Lipidomic analysis of trophic structure and microbial community dynamics over a diel time-series in Monterey Bay

Here we use lipid biomarkers to elucidate the microbial dynamics of the biological carbon pump in highly productive waters over the continental margin. In June 2019, particulate lipids (>0.2 μm) in the water column were sampled every 12 hours for 4 days on a process study cruise to the Monterey Bay Canyon lead by MBARI. Meta-lipidomic analysis was conducted using high-resolution accurate-mass MS paired with UHPLC, a suite of authentic standards, msⁿ spectral libraries, and a combination of bioinformatics pipelines for compound annotation and statistical analysis. Similar to a recent open ocean study, we observed an increase in storage molecules called triacylglycerides (TAGs) in the surface ocean over the day and a decrease at night.
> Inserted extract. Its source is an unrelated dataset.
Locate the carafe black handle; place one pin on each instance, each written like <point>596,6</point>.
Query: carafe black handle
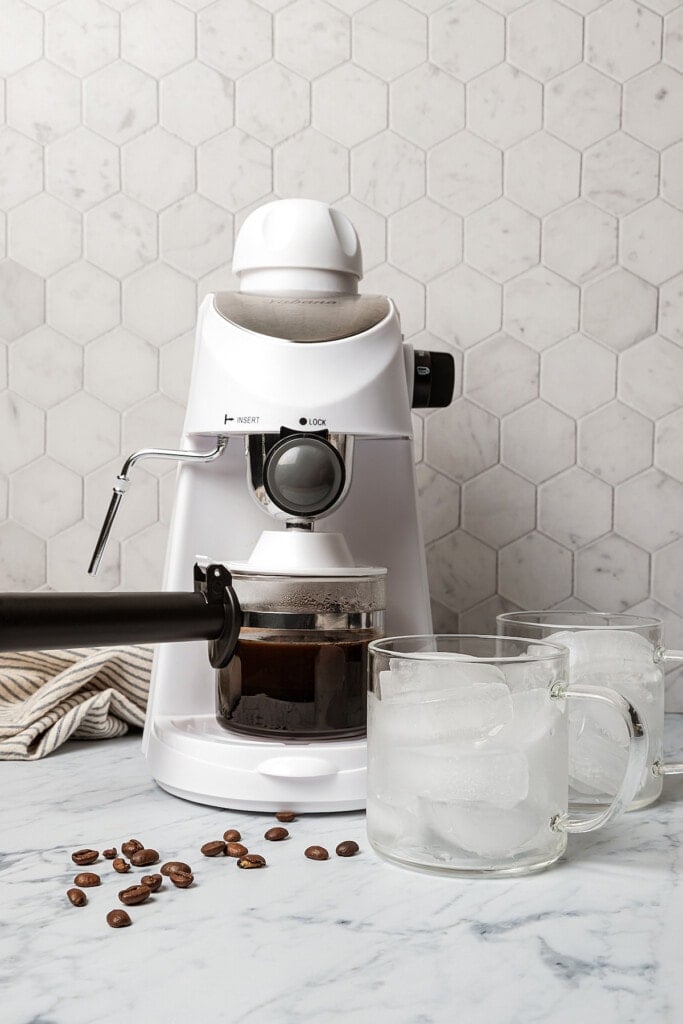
<point>46,621</point>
This suggests a build-up of TAGs as phytoplankton photosynthesize and a decrease as phytoplankton shunt energy towards cellular repair, respire, or succumb to grazing at night. Wax esters, which are storage molecules unique to zooplankton, composed a small percentage of the meta-lipidome. While wax esters were relatively more abundant in the surface ocean at night, it was not statistically significant. Larger volume filtration would have been more appropriate for sampling zooplankton and their diel vertical migration. C18 polyunsaturated fatty acids associated with phytoplankton decreased with depth, reflecting microbial degradation of phyto- derived organic matter and a shift in the community towards heterotrophic bacteria below the euphotic zone. The ratio of chlorophyll to chlorophyll degradation products in the euphotic zone decreased throughout the study, consistent with a decline in bloom health with time. The suite of pigment degradation products suggests top-down mechanisms of bloom decline such as grazing and viral infection may have been at play. Future iterations of this work will integrate environmental DNA analyses to provide a clearer picture of community structure and evaluate the used of lipid biomarkers for taxonomy.